An “almost” fine day. I got my washing done  and had breakfast while it dried. I gave away a half-box of washing detergent and started packing my suitcase with clean clothes. There are free irons in the laundry so I ironed shirt collars and the worst of the creases. (Not overly domestic!)

I got an email back from Paris saying that the security officer of the Maison de Provinces de France would have my room key when I arrive on Sunday. I can book-in after 3 pm according to my paperwork.  I sorted all my Cite de International Universitaire paperwork into one folder in my backpack ready for Paris. I also loaded my journal and London NHM photos onto an external hard drive for back-up. The blog is up to date but I have not loaded images (because of intellectual property concerns). I stated in the forms I filled out and signed at NHM that the purpose of the photographs was for research and the publication would be in my thesis/exegesis.  
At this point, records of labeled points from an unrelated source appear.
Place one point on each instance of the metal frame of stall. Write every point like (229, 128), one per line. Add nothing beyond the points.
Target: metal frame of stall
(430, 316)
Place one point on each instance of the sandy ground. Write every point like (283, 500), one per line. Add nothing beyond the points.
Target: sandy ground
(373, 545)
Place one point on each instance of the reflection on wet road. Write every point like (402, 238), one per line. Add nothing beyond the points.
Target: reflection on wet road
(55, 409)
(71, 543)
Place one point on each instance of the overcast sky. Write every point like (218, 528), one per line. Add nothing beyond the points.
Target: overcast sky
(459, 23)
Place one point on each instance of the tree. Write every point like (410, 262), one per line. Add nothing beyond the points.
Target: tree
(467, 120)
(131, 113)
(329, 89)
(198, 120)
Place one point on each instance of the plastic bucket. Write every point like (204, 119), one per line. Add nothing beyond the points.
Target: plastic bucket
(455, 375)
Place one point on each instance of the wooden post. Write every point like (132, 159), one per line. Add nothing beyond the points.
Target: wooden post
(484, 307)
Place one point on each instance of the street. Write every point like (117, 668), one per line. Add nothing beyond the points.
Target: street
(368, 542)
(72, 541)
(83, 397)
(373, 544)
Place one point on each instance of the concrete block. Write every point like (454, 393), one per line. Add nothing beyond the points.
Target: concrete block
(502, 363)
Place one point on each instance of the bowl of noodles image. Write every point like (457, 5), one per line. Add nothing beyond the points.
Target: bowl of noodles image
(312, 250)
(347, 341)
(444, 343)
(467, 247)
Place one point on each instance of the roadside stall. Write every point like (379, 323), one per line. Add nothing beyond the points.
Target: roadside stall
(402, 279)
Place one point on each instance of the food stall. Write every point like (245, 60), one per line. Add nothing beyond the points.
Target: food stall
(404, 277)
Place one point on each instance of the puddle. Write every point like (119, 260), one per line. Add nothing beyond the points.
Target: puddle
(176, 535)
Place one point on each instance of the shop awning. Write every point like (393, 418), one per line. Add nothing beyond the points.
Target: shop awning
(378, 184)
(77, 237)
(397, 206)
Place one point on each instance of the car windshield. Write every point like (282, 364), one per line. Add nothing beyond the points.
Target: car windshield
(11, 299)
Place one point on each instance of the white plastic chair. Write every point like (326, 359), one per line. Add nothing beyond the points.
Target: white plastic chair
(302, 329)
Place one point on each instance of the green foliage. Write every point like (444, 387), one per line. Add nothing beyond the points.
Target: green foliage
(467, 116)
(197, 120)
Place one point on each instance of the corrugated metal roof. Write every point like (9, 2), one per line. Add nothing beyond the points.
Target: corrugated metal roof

I reviewed the files/manuscripts that I had gone through last time I visited the French Natural History Museum, Central Library, to provide an initial list of manuscripts that I will need to request. There will be no photographs allowed, only photocopies by the Museum staff at cost(?).  Things may have changed so I will need to be flexible. It was a “nostalgic interlude” but I will need to check what else they have on file/archive for Lesueur.

Easy lunch, eating up my spare supplies. Grabbed a shower/shave and put on a clean shirt for a walk in the park.

I walked through to the NHM and "donated" all my small change prior to going to France. I walked back through the Imperial College faculty/department building for old-times-sake. It is a good place to stay and to work.

In the late afternoon I packed my suitcase and my backpack. I also walked to Tescos for a pastry and triple checked my Bus stop for tomorrow morning. I checked the Internet for directions through the Gare du Nord from the Eurostar platform to the RER platform for the Cite. 

"Re: Access to RER B towards Cite' Universitaire at Gare Du Nord

Your stop might be Cite Universitaire, but the train line end-point ("Direction") will be Robinson/St Remy les Chevreuse - - this is how the signage reads in the tunnels so you go to the correct side of the platform. (the wrong direction is to Mitry-Claye/Aeroport Charles de Gaulle)."